Caro Francesco, considero tanto preziosa l’amicizia con te, nata dalla proposta di due registi intelligenti e coraggiosi che ci hanno portato, a 50 anni dalla tua canzone, a visitare il campo di concentramento di Auschwitz, insieme ai ragazzi di una scuola media della tua cara montagna. Tanti hanno imparato a conoscere quell’inferno sulla terra, proprio ascoltando e immaginando quel fumo che saliva lento e vedendo il volto di quel bambino morto insieme con altri cento. Forse ancora oggi resta aperta e più decisiva ancora la domanda: «Ma come può un uomo uccidere un suo fratello?» e quando imparerà a vivere senza ammazzare? Proprio su questo è nata la nostra amicizia o meglio direi che si è ritrovata, come incontrando un vecchio amico che ha condiviso e regalato tante sue emozioni come solo la poesia e la musica sanno fare. Il segreto è molto semplice: la passione per l’umanità, quella che hai descritto nei suoi sogni, nelle sue tante storie concrete e in quelle immaginarie.
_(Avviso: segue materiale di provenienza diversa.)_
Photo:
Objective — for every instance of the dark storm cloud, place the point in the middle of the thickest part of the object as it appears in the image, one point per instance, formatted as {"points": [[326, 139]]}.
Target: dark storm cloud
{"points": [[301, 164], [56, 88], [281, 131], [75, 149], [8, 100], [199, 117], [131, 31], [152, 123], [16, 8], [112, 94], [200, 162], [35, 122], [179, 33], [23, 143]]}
Quando arrivai a Bologna mi chiesero, tra le tue canzoni, quella che preferivo, domanda imbarazzante e quindi risposta necessariamente parziale. Dissi: — Il pensionato — pensando al testo che tradiva tanta sensibilità verso la storia di un uomo altrimenti insignificante. Mi avevano colpito parole come il “piacere assurdo” per “la sua antica cortesia” che nel giovanilismo imperante, quando a vent’anni si è stupidi davvero, non trova certo attenzione e rispetto. Stabilivi un parallelo tra la nostra solitudine e la sua, come con quel frate di cui non sapevi «se fosse lui il disperato o il disperato son io». In realtà tutti noi non abbiamo ancora capito, con la nostra cultura fasulla, dove sia la risposta. Ancora oggi, dopo tanti anni, accade ancora che «Ascolto e non capisco e, tutto attorno, mi stupisce la vita, com’è fatta e come uno la gestisce e i mille modi e i tempi, poi le possibilità, le scelte, i cambiamenti, il fato, le necessità». È la stessa domanda che ci accompagna da sempre. Insomma, camminiamo in questa avventura semplice e complicata che è la vita, che vale la pena vivere perché, anche se ne arriva una sola di anatra, «quel suo volo certo vuole dire che bisognava volare». Ecco perché ci siamo incontrati Francesco: perché stiamo insieme alla ricerca dell’uomo, dentro di noi e fuori di noi, dell’uomo vero che irragionevolmente e anche misteriosamente vuole vivere bene, che cerca la giustizia, che non si rassegna, che chiede di scegliere in tempo e non arrivare per contrarietà. Non vuoi proprio rassegnarti ad “essere cattivo” ed è vero che «dev’esserci, lo sento, in terra o in cielo, un posto dove non soffriremo e tutto sarà giusto». Insomma “dati causa e pretesto” hai fatto bene a tirare avanti, a raccontare tante cose per chi vuole ascoltare. Ecco, in questa bellissima storia che è la vita, l’amicizia penso contenga tanto di quel mistero di Dio che hai cantato che dopo tre giorni risorge e che continua a morire «ai bordi delle strade, nei campi di sterminio, coi miti della razza, con gli odi di partito». È una presenza di amore, quello per cui «io sono quando tu ci sei» e vuoi «che l’oggi resti oggi senza domani o il domani possa tendere all’infinito».
Grazie Francesco. Auguri. E continua a regalarci quelle emozioni che scendono nel profondo e aiutano a guardare il mistero della vita e a cercare la risposta.